Predictably, Bush supporters are hailing the plan as another example of the president’s intention to think big for America. Opponents just as predictably call it a diversion from a sagging economy and persistent bad news from Iraq – and an electioneering opportunity. Should the president succeed in selling the plan to Congress, the main beneficiaries would be NASA centres in three states: Texas, Florida and California, all of which are critical in this year’s election. NASA’s biggest human space-flight contractors, Boeing and Lockheed – among the Bush campaign’s biggest contributors – also stand to gain considerably.

If it is an electioneering move, it is a dangerous one. The fact that China recently joined the elite human space-flight club may have helped spur on Bush’s plan, but if the president hopes that it will make him seem more Kennedyesque, he may find himself misled by the rosy glow that now surrounds Kennedy’s vision. In 1965, with the space race well under way, a clear majority of Americans wanted space funding cut, and by 1973 the public ranked space exploration barely above foreign aid as a funding priority.

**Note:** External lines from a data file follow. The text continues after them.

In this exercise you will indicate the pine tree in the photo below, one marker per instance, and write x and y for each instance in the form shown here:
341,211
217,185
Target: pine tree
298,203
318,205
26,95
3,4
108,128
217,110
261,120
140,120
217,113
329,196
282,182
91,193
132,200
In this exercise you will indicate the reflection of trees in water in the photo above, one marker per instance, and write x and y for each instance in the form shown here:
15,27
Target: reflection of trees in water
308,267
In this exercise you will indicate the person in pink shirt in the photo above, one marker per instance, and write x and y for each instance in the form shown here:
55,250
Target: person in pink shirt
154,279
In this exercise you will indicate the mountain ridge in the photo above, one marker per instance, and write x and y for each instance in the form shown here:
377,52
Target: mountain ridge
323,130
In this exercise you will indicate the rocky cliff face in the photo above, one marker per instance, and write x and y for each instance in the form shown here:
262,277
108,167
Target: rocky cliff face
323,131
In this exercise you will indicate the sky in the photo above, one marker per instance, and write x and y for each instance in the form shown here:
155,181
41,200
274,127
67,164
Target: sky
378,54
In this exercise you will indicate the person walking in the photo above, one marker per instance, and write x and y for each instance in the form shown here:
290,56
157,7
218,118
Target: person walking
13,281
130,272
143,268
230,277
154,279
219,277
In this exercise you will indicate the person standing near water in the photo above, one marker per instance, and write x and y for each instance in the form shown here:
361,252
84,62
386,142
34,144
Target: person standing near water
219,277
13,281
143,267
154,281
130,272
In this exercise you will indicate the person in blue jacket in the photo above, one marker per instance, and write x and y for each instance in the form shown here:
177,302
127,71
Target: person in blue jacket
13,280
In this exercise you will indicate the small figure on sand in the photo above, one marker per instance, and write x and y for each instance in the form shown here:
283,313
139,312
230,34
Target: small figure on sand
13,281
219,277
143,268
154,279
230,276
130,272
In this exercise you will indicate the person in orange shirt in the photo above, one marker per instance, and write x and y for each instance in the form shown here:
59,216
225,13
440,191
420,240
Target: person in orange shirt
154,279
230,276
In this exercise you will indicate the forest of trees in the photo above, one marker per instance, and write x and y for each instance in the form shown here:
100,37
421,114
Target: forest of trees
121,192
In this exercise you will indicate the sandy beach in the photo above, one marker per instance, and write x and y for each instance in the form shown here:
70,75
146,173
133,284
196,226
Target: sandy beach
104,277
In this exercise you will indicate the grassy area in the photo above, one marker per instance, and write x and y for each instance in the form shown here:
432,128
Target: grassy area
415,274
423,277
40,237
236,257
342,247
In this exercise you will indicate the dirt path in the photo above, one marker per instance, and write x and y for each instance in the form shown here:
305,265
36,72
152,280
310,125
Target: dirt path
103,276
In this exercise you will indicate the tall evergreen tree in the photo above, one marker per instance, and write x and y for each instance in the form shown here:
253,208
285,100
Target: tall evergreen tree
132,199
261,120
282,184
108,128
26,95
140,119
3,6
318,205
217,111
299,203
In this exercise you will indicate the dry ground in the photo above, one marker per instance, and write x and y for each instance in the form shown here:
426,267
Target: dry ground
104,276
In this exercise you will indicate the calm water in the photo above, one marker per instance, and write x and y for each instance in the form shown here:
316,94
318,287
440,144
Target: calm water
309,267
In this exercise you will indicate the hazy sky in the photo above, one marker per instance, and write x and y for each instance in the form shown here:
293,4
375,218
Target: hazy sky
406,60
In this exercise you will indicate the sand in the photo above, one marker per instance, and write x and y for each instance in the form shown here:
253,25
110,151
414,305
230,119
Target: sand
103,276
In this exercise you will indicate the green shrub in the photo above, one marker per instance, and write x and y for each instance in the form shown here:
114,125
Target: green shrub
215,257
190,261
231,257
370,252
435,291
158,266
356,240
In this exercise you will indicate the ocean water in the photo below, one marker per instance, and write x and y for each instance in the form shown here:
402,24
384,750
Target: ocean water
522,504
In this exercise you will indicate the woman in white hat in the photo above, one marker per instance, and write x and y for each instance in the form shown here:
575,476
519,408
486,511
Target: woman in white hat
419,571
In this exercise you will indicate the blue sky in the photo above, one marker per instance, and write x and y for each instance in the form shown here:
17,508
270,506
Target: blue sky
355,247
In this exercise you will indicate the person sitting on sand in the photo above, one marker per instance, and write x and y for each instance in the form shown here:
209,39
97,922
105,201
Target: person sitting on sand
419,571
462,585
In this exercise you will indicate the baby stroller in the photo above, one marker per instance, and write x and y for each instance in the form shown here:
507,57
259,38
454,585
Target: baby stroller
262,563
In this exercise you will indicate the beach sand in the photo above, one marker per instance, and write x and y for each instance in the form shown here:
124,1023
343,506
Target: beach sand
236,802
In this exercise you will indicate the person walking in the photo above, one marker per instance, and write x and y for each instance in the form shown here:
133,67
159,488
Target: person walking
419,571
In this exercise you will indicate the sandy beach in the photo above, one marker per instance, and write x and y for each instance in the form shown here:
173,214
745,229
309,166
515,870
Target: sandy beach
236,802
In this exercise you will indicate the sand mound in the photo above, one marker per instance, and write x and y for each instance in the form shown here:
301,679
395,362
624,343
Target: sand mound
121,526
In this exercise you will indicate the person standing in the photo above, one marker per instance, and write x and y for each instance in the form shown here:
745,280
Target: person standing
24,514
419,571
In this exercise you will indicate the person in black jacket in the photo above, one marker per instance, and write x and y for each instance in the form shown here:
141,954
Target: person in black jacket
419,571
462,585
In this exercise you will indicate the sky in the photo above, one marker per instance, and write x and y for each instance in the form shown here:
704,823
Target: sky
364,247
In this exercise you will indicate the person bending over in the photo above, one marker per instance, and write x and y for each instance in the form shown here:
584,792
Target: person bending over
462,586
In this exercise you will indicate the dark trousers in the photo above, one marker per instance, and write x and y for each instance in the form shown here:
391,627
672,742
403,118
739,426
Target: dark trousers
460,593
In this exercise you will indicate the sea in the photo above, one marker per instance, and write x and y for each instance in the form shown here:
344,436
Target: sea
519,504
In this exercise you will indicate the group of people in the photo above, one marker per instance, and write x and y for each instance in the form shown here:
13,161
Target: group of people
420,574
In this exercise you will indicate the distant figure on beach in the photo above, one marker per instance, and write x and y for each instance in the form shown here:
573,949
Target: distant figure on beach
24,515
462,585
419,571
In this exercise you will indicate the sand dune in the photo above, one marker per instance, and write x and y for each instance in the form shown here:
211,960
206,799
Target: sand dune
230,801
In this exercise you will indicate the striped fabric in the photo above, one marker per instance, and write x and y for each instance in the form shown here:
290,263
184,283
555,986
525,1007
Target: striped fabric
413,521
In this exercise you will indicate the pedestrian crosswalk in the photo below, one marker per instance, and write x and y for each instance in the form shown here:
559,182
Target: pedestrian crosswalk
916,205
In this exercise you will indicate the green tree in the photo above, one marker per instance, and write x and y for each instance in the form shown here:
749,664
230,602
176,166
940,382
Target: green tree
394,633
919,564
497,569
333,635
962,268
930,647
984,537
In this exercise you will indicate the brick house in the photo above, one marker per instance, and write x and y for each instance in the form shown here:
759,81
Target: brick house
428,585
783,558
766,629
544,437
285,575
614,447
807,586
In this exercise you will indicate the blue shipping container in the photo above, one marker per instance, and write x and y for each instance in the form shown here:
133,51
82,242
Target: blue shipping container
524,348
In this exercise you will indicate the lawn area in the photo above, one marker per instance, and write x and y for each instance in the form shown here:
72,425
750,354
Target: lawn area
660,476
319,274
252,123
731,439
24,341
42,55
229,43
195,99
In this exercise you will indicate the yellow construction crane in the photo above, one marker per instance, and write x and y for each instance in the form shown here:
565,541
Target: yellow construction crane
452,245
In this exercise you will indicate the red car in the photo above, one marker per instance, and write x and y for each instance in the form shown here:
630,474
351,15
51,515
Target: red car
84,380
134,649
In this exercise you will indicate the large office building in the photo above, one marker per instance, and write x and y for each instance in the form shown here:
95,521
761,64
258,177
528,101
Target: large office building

Modern America, still smarting from the loss of Columbia, might find it more than discomfiting that the president’s response to this disaster is a mission of even greater complexity and cost. Since Apollo, NASA’s human space flight efforts have been characterised mainly by financial and technological fumbling. Bush has set the wheels turning, but unless NASA gets a major overhaul, who knows where they will take him?

Bush’s speech…in miniature

“In the past 30 years, no human being has set foot on another world or ventured farther up into space than 386 miles…it is time for America to take the next steps…

Our first goal is to complete the international space station by 2010…In 2010, the space shuttle, after nearly 30 years of duty, will be retired. Our second goal is to develop and test a new spacecraft, the crew exploration vehicle, by 2008, and to conduct the first manned mission no later than 2014. Our third goal is to return to the moon by 2020….

With the experience gained on the moon, we will then be ready to take the next steps of space exploration: human missions to Mars and beyond.

We need to see and examine and touch for ourselves. And only human beings are capable of adapting to the inevitable uncertainties posed by space travel…We may discover resources on the moon or Mars that will boggle the imagination, that will test our limits to dream.

The vision I outline today is a journey, not a race. And I call on other nations to join us.

Mankind is drawn to the heavens for the same reason we were once drawn into unknown lands and across the open sea. We choose to explore space because doing so improves our lives and lifts our national spirit. So let us continue the journey. May God bless.”